Sahara marocain: «La position de la Suède traduit la nouvelle approche des pays nordiques», selon un politologue

Issat Bousselhame (Y.Mennan/Le360).

Le 21/01/2026 à 15h41

VidéoLe 19 janvier, la Suède a officiellement affiché son soutien à l’initiative marocaine d’autonomie, à l’issue d’un échange entre les chefs de la diplomatie des deux pays. Pour les observateurs, ce repositionnement scandinave, en phase avec la résolution 2797 du Conseil de sécurité, consacre le plan marocain comme cadre de référence central et confirme l’accélération d’une dynamique diplomatique qui isole davantage les thèses séparatistes sur la scène internationale.

Le 19 janvier marque un tournant significatif dans les relations entre le Maroc et les pays nordiques. À l’issue d’un entretien téléphonique entre Nasser Bourita et son homologue suédoise, Maria Malmer Stenergard, Stockholm a officiellement exprimé son soutien à l’initiative marocaine d’autonomie. Pour Issat Bousselhame, chercheur en études politiques et internationales, cette annonce traduit une «nouvelle grammaire diplomatique» chez les puissances scandinaves.

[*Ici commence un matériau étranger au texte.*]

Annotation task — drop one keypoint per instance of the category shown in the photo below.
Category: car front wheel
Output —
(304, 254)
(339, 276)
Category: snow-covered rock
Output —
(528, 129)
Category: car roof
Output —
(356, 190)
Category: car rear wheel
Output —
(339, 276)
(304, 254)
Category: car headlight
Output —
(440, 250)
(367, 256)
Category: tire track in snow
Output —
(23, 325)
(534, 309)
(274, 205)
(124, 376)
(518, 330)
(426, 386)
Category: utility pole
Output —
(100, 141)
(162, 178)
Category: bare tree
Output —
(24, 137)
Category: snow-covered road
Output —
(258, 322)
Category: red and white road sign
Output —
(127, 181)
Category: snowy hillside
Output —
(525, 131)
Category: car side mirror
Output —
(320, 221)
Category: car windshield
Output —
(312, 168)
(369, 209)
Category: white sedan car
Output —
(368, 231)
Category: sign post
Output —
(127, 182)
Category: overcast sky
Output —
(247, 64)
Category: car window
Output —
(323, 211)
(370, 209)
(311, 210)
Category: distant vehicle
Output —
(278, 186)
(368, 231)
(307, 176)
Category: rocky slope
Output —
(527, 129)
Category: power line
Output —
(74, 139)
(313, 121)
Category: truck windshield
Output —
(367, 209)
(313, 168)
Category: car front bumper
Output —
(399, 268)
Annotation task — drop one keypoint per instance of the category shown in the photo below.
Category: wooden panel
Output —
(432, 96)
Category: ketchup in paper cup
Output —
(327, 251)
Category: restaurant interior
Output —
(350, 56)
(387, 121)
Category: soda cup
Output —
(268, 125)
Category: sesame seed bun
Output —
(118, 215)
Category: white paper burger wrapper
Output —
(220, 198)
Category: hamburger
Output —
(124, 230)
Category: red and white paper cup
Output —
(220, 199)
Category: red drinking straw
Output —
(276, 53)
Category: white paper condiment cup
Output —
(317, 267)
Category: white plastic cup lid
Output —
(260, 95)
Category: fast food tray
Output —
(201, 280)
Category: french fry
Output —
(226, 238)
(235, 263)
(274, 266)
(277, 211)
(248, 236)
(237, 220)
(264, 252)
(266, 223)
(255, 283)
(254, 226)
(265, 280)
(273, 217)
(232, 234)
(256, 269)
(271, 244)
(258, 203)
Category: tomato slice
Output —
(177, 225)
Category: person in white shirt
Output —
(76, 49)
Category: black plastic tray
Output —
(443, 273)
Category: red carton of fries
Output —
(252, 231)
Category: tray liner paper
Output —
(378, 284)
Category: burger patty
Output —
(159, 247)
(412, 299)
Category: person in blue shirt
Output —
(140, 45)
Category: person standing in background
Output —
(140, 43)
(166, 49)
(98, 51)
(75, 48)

Ce repositionnement stratégique s’inscrit en droite ligne avec la résolution 2797 du Conseil de sécurité de l’ONU. Selon l’expert interrogé par Le360, cette adhésion de la Suède doit être analysée au prisme des avancées majeures réalisées sur le dossier de l’intégrité territoriale du Royaume. «Depuis l’adoption de la résolution 2797, l’initiative d’autonomie s’est imposée comme l’unique cadre de référence crédible pour clore définitivement ce différend régional», souligne-t-il.

Issat Bousselhame rappelle que la décision de Stockholm fait écho à celle d’Oslo, s’inscrivant dans une vague de retraits de reconnaissance de la «république fictive». En adoptant le plan d’autonomie comme «socle incontournable» du processus politique, les pays d’Europe du Nord manifestent une compréhension fine des réalités géopolitiques du Sahara marocain.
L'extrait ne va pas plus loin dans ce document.